O Irã moderno é um Estado multiétnico. Duas de suas principais minorias são os curdos e os azerbaijanos, que vivem principalmente no norte do país. Como resultado das guerras russo-persas do século 19, as terras históricas dos azerbaijanos foram divididas entre duas potências da época, Pérsia (Irã) e o Império Russo.
Desde então, o povo azerbaijano dividido sonha com a reunificação, e durante a Segunda Guerra Mundial, o Kremlin tentou explorar esse sentimento. O plano soviético era anexar as regiões do norte iraniano à República Soviética do Azerbaijão e, paralelamente, dar apoio às aspirações separatistas dos curdos iranianos.
Operação Consent
Em agosto de 1941, tropas soviéticas e britânicas invadiram o Irã. Apesar de o país declarar sua neutralidade no conflito global, as relações com o Terceiro Reich chegavam a ser motivo de preocupação. A inteligência alemã mantinha atividades no Irã, e as enormes reservas de petróleo iraniano tinham potencial de alimentar o Eixo por um longo período de tempo. Os Aliados não podiam permitir isso.

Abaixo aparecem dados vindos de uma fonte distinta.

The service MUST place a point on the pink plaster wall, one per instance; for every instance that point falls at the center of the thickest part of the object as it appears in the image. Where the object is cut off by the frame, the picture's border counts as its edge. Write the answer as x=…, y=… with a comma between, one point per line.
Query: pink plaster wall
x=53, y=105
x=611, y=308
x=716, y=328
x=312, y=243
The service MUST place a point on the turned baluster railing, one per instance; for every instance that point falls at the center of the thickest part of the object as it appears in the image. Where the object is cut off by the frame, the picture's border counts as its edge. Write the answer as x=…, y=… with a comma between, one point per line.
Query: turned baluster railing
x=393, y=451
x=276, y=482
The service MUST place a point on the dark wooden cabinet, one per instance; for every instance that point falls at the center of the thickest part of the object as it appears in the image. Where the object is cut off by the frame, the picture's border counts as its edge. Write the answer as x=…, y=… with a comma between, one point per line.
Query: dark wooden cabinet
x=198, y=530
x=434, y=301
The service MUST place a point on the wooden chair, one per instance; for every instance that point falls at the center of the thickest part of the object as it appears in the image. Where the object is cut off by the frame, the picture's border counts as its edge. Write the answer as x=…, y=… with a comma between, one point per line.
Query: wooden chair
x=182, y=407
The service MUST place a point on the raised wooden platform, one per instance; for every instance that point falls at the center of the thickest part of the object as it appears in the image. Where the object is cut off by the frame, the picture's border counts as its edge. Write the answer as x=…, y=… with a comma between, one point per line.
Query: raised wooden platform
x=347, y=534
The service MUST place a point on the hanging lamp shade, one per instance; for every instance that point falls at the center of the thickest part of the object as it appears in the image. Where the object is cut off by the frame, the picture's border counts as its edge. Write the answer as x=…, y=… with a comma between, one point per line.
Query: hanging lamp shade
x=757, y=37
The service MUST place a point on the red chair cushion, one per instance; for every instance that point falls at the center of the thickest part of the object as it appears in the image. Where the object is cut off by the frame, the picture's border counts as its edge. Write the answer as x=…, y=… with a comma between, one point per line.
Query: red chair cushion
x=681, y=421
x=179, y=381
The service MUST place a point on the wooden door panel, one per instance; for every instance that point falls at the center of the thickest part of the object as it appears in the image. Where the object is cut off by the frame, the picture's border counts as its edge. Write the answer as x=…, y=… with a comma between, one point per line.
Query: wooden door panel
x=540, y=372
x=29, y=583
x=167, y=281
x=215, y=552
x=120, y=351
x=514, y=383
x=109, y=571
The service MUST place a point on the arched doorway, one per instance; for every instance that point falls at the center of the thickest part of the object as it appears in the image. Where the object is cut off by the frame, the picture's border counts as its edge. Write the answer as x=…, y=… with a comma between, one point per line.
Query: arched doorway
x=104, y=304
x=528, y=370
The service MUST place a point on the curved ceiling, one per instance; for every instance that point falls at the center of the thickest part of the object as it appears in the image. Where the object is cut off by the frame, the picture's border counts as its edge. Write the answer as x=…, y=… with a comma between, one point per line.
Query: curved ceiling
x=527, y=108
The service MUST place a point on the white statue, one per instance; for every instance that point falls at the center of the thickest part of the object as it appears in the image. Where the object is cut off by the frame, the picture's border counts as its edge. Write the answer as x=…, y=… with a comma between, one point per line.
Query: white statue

Após uma rápida campanha militar, conhecida como Operação Consent, o Irã se rendeu. Os cidadãos alemães foram expulsos em massa, e as propriedades das empresas alemãs foram confiscadas. O país logo estava sob controle dos Aliados.
No entanto, o Irã não estava totalmente ocupado. A Grã-Bretanha tomou o sul, enquanto a União Soviética controlava o norte. Estas eram as terras do chamado Azerbaijão do Sul – territórios iranianos com 5 milhões de azerbaijanos étnicos, além dos trechos menores povoados por curdos.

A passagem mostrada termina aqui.